Perhaps no other art form captures the spirit of the Early Medieval period better than the illuminated manuscripts the were created by the monks and religious scholars. Illuminated manuscripts are very important to us today because they can express the ideas and values of the Medieval society.
The manuscript I chose was created in Normandy in the city of Vellum. This manuscript was finished in 1180.
Until the advent of the Book of Hours in the fourteenth century the Psalter, a book with the texts of the hundred and fifty psalms, was the most important prayer book for ordinary people. This manuscript was elaborately decorated as it was commissioned by wealthy patrons. The amount of gold used in this particular illumination suggests that the patrons were willing to spend their money for religious purposes.

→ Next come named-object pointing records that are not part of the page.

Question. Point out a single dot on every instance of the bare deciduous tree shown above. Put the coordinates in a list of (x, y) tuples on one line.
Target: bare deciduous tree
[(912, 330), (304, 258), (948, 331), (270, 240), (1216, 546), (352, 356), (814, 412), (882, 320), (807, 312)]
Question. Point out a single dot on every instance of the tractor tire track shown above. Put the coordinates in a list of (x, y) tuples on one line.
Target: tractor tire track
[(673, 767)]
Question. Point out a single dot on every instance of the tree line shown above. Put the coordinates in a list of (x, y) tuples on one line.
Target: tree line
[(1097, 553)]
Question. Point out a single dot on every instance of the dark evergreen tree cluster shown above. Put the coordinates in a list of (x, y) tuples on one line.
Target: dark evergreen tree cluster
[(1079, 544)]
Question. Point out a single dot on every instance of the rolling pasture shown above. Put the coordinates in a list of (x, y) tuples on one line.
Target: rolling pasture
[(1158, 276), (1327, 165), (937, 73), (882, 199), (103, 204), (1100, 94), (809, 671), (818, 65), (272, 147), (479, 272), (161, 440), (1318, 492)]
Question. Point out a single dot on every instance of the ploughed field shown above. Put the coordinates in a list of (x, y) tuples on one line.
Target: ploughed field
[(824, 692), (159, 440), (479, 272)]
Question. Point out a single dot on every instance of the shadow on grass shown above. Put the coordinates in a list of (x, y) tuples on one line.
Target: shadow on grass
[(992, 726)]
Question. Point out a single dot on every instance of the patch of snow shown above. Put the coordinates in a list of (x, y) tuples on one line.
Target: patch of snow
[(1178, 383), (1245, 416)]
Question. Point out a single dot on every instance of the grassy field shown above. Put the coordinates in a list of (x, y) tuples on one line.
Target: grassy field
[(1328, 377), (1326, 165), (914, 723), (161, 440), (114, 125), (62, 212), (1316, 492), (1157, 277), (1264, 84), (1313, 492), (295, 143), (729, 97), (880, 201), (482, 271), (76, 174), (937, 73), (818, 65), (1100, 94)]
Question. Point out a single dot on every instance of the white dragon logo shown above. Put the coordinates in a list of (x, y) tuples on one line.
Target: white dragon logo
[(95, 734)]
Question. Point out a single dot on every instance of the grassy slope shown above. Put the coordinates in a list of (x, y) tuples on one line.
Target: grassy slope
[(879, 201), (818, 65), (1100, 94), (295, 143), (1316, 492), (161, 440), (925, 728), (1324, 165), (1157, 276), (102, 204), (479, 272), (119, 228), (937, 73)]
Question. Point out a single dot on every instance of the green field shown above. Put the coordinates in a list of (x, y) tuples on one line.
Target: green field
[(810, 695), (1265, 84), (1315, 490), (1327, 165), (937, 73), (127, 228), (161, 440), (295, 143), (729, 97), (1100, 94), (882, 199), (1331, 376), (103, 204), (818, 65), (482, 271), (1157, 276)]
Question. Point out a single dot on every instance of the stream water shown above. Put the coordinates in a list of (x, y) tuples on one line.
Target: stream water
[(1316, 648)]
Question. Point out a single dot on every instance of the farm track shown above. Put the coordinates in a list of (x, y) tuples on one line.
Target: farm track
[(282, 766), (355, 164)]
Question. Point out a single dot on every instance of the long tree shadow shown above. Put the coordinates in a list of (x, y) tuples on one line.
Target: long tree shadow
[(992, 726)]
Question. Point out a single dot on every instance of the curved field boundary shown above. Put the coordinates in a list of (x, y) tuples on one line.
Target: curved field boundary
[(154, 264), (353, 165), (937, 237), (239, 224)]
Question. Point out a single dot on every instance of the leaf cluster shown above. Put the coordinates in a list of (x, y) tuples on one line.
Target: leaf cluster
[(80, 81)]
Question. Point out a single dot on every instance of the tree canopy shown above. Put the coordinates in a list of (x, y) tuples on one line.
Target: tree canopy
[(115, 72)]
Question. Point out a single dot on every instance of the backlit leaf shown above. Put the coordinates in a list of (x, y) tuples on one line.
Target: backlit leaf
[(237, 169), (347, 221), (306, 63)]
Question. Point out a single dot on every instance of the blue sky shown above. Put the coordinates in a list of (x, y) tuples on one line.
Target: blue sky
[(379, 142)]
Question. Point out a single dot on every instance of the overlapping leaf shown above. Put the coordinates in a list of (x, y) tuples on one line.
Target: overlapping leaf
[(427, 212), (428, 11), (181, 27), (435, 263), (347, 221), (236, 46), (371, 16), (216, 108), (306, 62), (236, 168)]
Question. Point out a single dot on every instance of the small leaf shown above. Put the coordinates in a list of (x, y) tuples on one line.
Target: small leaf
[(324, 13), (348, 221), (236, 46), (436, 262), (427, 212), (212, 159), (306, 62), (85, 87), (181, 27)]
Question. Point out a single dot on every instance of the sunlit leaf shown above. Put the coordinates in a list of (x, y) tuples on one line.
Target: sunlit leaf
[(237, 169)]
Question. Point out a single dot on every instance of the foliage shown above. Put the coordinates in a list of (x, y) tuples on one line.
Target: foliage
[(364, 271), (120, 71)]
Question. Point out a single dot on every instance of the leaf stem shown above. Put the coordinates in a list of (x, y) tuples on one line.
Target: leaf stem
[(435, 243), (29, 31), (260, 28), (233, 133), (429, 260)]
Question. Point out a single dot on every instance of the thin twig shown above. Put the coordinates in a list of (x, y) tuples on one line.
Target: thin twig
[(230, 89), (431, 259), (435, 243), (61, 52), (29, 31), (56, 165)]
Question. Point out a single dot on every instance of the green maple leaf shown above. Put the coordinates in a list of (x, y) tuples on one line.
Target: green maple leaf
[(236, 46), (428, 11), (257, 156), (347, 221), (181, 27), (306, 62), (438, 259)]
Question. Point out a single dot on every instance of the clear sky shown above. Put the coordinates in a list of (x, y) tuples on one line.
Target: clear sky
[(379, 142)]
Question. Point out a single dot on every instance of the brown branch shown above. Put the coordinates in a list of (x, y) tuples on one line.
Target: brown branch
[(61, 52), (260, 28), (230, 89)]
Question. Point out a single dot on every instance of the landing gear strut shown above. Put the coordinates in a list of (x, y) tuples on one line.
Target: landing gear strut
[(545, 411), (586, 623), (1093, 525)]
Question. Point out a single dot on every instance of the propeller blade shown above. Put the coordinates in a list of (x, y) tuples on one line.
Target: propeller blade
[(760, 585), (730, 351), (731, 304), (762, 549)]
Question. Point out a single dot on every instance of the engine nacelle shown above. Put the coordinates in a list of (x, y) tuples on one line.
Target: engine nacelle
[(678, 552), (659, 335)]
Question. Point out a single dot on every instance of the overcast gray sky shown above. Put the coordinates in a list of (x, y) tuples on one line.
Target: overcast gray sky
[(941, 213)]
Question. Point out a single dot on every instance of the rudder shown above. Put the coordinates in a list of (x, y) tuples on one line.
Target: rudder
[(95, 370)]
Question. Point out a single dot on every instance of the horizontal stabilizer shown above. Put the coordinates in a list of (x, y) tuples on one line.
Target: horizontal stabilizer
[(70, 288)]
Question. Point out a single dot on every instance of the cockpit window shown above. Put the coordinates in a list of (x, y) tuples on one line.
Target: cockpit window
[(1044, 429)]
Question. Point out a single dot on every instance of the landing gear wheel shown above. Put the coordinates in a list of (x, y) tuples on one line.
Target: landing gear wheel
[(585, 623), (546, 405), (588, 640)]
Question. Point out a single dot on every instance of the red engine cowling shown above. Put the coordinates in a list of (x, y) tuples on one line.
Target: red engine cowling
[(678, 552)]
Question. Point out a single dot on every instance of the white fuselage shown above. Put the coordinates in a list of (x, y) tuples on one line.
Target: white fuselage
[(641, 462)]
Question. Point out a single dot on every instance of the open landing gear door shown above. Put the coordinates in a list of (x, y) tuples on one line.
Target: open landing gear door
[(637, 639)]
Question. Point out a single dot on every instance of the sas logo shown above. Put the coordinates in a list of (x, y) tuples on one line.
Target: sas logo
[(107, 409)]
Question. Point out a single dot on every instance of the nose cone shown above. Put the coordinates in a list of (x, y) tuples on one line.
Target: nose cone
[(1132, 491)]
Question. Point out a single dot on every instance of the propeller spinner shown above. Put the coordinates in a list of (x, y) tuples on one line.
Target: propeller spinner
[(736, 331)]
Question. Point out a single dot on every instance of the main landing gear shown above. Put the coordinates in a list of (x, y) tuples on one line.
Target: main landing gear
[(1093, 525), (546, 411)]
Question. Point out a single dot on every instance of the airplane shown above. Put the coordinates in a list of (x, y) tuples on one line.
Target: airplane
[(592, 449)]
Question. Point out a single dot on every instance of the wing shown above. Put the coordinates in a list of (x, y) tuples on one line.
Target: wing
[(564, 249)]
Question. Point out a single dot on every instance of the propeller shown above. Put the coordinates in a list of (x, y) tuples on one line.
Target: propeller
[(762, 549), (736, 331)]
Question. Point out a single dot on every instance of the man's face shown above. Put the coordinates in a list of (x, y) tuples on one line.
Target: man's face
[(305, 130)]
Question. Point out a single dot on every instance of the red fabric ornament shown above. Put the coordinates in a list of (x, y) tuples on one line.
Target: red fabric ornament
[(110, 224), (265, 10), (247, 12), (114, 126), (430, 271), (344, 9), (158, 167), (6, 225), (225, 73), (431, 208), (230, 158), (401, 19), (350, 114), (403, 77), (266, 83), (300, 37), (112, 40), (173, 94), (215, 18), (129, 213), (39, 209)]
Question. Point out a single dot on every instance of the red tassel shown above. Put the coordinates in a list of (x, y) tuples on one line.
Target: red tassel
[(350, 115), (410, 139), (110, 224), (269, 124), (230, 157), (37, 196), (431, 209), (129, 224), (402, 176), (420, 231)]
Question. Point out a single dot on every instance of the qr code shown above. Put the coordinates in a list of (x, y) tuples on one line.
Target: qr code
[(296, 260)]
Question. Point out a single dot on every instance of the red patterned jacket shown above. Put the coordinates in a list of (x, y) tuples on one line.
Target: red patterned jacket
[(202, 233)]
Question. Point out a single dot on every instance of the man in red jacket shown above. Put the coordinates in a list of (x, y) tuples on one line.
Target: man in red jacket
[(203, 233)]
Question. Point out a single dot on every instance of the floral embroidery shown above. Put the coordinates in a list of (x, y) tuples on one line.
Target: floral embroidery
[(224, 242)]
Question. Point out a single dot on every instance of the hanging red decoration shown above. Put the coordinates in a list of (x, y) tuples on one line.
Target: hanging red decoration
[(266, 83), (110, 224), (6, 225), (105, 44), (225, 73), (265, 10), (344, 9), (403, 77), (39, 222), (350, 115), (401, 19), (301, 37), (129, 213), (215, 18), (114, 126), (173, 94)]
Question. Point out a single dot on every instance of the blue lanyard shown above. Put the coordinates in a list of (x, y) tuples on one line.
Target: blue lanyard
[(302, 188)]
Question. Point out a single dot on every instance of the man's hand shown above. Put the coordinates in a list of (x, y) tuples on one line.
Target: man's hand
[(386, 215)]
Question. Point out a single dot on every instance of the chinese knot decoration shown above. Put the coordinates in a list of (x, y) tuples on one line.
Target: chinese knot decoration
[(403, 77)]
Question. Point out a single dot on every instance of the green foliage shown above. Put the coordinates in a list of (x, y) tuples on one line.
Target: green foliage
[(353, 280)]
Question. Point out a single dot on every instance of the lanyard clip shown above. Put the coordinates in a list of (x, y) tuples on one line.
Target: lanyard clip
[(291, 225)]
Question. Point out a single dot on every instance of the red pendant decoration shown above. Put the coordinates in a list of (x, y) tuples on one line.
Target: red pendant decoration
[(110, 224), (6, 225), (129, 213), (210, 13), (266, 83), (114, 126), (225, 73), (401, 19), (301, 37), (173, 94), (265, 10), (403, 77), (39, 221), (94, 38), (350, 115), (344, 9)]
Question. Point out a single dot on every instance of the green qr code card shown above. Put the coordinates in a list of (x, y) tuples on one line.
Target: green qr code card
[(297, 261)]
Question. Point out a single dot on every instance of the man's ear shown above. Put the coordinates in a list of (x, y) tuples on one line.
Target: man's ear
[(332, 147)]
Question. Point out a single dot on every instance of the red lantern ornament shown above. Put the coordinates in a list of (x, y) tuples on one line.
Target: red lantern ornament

The manuscript contains twenty-six full-page drawings. The first twelve miniatures come from the Calendar. The next fourteen paintings describe the life of Christ.
In the actual text all the psalms are separated by fancy initial letters. Very often, in these initials you can find the scenes that describe the life of David. The most beautiful paintings in this manuscript are the full-page paintings from the calendar that replace the much smaller fancy first letters.
This particular painting is the picture of the month of May. This drawing is very bright and shiny. In this painting a knight on horseback rides out to go hawking. The hawker is covered with an expensive white fur. It suggests that the knight is very rich. It is a male horse and it has very small ears. The knight is shown at the moment of taking off the hawk's hood, a rarely depicted detail. It is not clear where the knight is located since the background is painted in plain gold.